Hays ready to challenge Royal Mail

Click to follow
The Independent Online

Hays, the support services group, has applied to the postal regulator for a licence to deliver mail in parts of London, Manchester and Edinburgh, in direct competition to the Royal Mail.

Hays has previously said that it has applied for three interim licences to PostComm, the new regulator, although the Independent on Sunday can now reveal the crucial details.

PostComm has been deliberating recently over how it will be able to introduce competition into the postal service, while keeping its obligation to deliver a universal service throughout the UK. It is currently encouraging businesses to apply for the temporary licenses, in a trial period where the best method of modernising postal delivery is found.

Consignia, the new name for the Post Office, is the only company to own a licence to deliver mail that costs less than £1 to deliver, through its subsidiary the Royal Mail.

"The service will be in direct competition to the Royal Mail but it will be limited in scope. The regulator wants to see how robust Royal Mail is to direct competition, but on a limited scale so it won't affect the universal service," said David Sibbick, the director of regulatory affairs at Hays' subsidiary that deals with business post.
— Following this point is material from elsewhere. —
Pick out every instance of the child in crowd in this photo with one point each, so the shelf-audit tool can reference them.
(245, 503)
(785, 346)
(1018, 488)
The postal districts chosen are in central areas with mainly business addresses. Hays will for the first time be able to collect, sort, and deliver the mail within the area.

It will use the existing infrastructure that it currently uses for limited specialist services, such as the exchange of documents between the law, travel and insurance industries. Any mail that needs to be sent out of Hays' postal district will be handed on to the Royal Mail.

In addition to the inner-city licence, Hays has applied for a separate licence to offer limited postal services to businesses nationally. A company will be able to contract Hays to deal with its mail collection and sorting for a certain price, then Hays will find the most efficient way to deliver the mail through Royal Mail's service.

"We want to try to give business as many cost-effective and reliable ways of delivering mail as we can," said Mr Sibbick.

The third licence is a highly specialised service that the company is keeping close to its chest to keep itself ahead of its competitors.